Am J Emerg Med. 2026 Jun 6;108:72-79. doi: 10.1016/j.ajem.2026.06.007. Online ahead of print.
ABSTRACT
OBJECTIVE: This study investigates the effectiveness of Endovascular Therapy (EVT) in very late windows (beyond 24 h) for patients with ischemic stroke, focusing on 90-day mortality, functional outcomes, and procedural success.
METHODS: This systematic review and meta-analysis followed Cochrane and PRISMA guidelines to evaluate the effectiveness of endovascular therapy (EVT) in acute ischemic stroke patients. Literature from PubMed, Embase, Web of Science, and Scopus was reviewed using specific keywords. Studies included those after 2000 with outcomes such as functional independence (mRS 0-2), mortality, TICI scores, and neurological improvements.
RESULTS: The data findings reveal mixed outcomes across studies on EVT beyond 24 h.
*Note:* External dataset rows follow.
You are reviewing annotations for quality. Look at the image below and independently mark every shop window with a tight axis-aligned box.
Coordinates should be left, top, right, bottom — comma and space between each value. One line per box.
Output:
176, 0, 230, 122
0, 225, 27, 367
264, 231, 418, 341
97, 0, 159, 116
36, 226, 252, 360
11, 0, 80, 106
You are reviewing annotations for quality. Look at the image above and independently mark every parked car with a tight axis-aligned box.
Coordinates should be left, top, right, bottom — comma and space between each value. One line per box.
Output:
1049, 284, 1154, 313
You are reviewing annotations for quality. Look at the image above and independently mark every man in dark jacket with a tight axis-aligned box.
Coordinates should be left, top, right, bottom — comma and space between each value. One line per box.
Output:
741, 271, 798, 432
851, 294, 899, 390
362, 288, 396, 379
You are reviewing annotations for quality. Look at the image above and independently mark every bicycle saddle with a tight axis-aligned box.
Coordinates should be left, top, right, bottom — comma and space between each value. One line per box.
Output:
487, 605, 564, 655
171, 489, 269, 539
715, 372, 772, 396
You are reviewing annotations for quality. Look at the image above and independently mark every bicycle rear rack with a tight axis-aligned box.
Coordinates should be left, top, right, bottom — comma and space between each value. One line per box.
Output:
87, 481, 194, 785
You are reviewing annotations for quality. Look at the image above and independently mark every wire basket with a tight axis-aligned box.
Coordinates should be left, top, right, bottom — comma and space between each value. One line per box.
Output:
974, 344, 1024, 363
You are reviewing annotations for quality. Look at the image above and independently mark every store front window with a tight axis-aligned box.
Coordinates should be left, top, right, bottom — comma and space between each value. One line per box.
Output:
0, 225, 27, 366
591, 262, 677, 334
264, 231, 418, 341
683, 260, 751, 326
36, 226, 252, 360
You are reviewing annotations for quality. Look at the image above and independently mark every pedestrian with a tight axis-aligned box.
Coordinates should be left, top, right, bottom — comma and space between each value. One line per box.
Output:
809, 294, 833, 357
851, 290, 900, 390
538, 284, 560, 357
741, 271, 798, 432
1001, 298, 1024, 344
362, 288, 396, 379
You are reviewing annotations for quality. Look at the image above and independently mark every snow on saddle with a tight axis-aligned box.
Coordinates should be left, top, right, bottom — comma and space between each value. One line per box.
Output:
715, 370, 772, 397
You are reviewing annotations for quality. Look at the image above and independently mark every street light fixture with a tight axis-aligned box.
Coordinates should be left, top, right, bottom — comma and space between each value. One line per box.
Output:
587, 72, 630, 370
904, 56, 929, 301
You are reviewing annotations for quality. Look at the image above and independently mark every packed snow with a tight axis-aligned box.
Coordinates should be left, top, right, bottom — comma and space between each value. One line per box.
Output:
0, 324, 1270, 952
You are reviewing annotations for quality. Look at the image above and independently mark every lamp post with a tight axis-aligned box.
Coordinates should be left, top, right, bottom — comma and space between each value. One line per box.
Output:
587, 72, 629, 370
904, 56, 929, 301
Sarraj et al. (2023) found a significant improvement in functional independence with EVT (38% vs. 10%, p < 0.05), despite an increased risk of sICH. The forest plots for mRS and procedural outcomes show some significant results, such as Sarraj (2023) for mortality (p < 0.05), but most other studies indicated no statistically significant differences (p > 0.05).
CONCLUSION: The study has concluded that Endovascular Therapy (EVT) beyond 24 h can improve functional outcomes and reduce mortality in selected ischemic stroke patients, though patient selection remains crucial.